Use the Regular Expression (RegEx) tool to build an expression to parse, match, or replace data.
Regular expression support
While regular expressions are supported in Designer, you are responsible for your own expressions and how the expressions impact your data.
For more information about Boost RegEx, visit the following:
- Boost-Supported RegEx Character Classes
- Collating Element Names
- Boost-Extended Format String Syntax
- POXIS Extended Regular Expression Syntax
Configure the tool
- Column to parse: Select the column you want to search and parse, match, or replace data.
- Regular Expression: Click the plus sign to start building an expression that will be used to find data to parse, match, or replace.
- Output Method: Which output method do you want to use after the search finds data matching the expression you built? Select a method and then configure the related output properties for the method.
Case Insensitive: Selected by default. Searches do not distinguish between uppercase and lowercase letters.
- Replace: Use this method to replace the expression you search for with a second expression.
- Replacement Text: Enter an expression you want the tool to use when replacing text that matches your original regular expression. The drop down provides common regular expressions that you may need while creating your expression.
- Copy unmatched text to output: Selected by default. All text that was not matched is included in the output.
- Tokenize: Split the incoming data using a regular expression. This options works similarly to the Text To Columns Tool, except instead of matching and removing what you do not want, you match for what you want to keep. You want to match to the whole token, and if you have a marked group, only that part is returned.
- Parse a 9 character string 123456789 into 3 fields.
- Parse a 9 character string into 3 fields, returning only the second character.
- Parse a field with the delimiter Ctrl-A
- Allow blank tokens to preserve entries: abc, ,def
- Parsing HTML links from a home page
- Split to columns: Split a single column of data at each instance of the specified delimiter into multiple columns.
- Number of columns: Set how many columns are created.
- Extra columns: Select the behavior that is applied to extra columns.
- Drop extra with warning: Data that extends past the split is dropped and a warning is generated indicating that there was excess information.
- Drop extra without warning: Data that extends past the split is dropped and no warning is generated.
- Error: Data the extends past the split causes an error and the workflow stops processing.
- Output Root Name: Enter the name for the newly generated columns to be based off of. The new columns are named as the root name with a serially increasing integer appended.
- Split to rows: Split a single column of data at each instance of the specified delimiter into multiple rows. Use a key column in your record so you don't lose track of which value came from which row.
- Parse: Separate the expression into new columns, and set the name, type, and size of the new columns.
- A new column is created in the Output columns table.

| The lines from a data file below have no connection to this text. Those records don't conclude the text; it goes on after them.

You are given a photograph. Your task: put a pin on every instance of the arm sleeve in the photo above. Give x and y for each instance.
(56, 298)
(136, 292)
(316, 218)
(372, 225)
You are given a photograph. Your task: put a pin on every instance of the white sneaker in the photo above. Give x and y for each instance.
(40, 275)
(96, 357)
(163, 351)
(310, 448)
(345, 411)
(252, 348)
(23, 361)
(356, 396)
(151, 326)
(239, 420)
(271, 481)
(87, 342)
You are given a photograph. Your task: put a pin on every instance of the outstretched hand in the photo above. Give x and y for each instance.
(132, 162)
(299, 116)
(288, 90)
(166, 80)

In the table:
- Click on column names to rename.
- Use the drop down to select the new data type.
- Enter the new size.
- Expression is populated automatically.
- Match: Append a column containing a number; 1 if the expression matched, 0 if it did not.

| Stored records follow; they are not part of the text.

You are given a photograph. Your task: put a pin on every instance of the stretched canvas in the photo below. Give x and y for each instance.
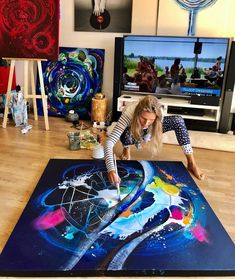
(196, 18)
(72, 81)
(74, 224)
(29, 29)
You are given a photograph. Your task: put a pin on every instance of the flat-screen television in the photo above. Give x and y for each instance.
(174, 66)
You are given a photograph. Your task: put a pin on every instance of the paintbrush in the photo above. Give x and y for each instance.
(117, 183)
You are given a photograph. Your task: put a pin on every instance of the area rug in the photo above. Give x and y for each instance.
(207, 140)
(75, 225)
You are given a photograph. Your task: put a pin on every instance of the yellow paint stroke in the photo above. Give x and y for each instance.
(170, 177)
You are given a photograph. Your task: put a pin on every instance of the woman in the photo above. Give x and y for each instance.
(143, 122)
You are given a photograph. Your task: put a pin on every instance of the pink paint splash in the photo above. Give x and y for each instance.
(49, 220)
(200, 233)
(177, 214)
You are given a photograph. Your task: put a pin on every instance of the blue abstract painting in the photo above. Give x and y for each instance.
(72, 81)
(74, 224)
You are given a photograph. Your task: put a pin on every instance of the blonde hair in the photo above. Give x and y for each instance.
(149, 104)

- Column name for match status: Provide a name for the appended column.
- Error if not matched: This is not selected by default. Select if you want the system to stop processing and display an error when the expression and string do not match.
The following use cases rely on the Regex tool's Tokenize method.

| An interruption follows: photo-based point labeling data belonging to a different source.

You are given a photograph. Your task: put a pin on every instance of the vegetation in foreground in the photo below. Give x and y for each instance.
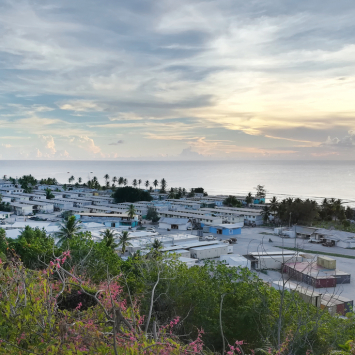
(80, 297)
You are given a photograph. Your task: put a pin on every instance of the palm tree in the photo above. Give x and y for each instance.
(274, 203)
(68, 229)
(171, 194)
(49, 194)
(131, 211)
(163, 185)
(108, 237)
(124, 241)
(249, 199)
(157, 245)
(266, 213)
(155, 183)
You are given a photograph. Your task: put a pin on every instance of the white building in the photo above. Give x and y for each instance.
(174, 223)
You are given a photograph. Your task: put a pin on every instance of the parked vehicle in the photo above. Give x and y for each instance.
(210, 237)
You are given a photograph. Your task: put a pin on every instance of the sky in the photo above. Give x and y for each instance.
(176, 79)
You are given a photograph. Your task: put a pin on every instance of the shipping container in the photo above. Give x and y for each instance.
(275, 262)
(326, 262)
(209, 252)
(342, 278)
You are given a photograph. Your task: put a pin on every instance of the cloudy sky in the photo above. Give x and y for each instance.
(176, 79)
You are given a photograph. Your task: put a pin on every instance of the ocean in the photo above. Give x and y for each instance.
(305, 179)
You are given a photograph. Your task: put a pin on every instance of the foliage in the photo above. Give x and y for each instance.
(124, 241)
(130, 194)
(27, 182)
(260, 192)
(68, 229)
(4, 206)
(131, 211)
(49, 181)
(34, 247)
(108, 237)
(249, 199)
(232, 201)
(152, 215)
(49, 194)
(163, 185)
(34, 321)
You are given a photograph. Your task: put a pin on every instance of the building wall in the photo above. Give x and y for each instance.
(182, 227)
(226, 231)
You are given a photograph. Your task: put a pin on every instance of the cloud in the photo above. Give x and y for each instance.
(281, 73)
(120, 141)
(81, 106)
(87, 144)
(49, 144)
(188, 153)
(346, 141)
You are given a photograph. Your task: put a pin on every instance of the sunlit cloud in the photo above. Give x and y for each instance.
(218, 78)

The regular expression is ...
The regular expression is .(.).
The regular expression for tokenizing a Ctrl-A delimited string is [^\cA]+
[^...] The brackets specify a match to a single character in a set of characters. Starting the set with ^ changes it to match any character not in the set.
\cA This simply matches the Ctrl-A character.
+ This means match 1 or more of the previous.
The regular expression is ([^,]*) (?:,|$)
(...) Parenthesis create a marked group of the expression. The tokenize mode allows you to match a larger part of the input field, yet only return a subset that was marked. This way you avoid returning the delimiter. You may only have 1 marked expression.
[^,] Starting the set with ^ changes it to match any character not in the set, in this case a ,.
* Match 0 or more of the previous, which allows for an empty set. You cannot end here because the regex engine doesn't like a match of 0 characters since there is an infinite number of matches, so we have to terminate the match on something.
(?:....) This is an unmarked group. We need this for the or which we use a | for.
| This is saying match either the thing before or after, but not both. This almost always needs to be used with a marked or unmarked group.
$ Matches the end of the string. Hence(?:,|$) matches up toa ,or the end of the string.
The regular expression is <a .*?>.*?</a>. This pulls every link out of a large HTML document into a series of records.
<a This is a literal match for the text <a
.*?. is any character, * is 0 or more. The ? modifies the * to make it match to the shortest possible match. Without this, the expression might find a single token from the beginning of the first link to the end of the last.
> This is a literal match for the text >.
.*? The shortest possible match of any characters that still satisfies the entire regex.
</a> This is a literal match for the text </a>. This ends the match.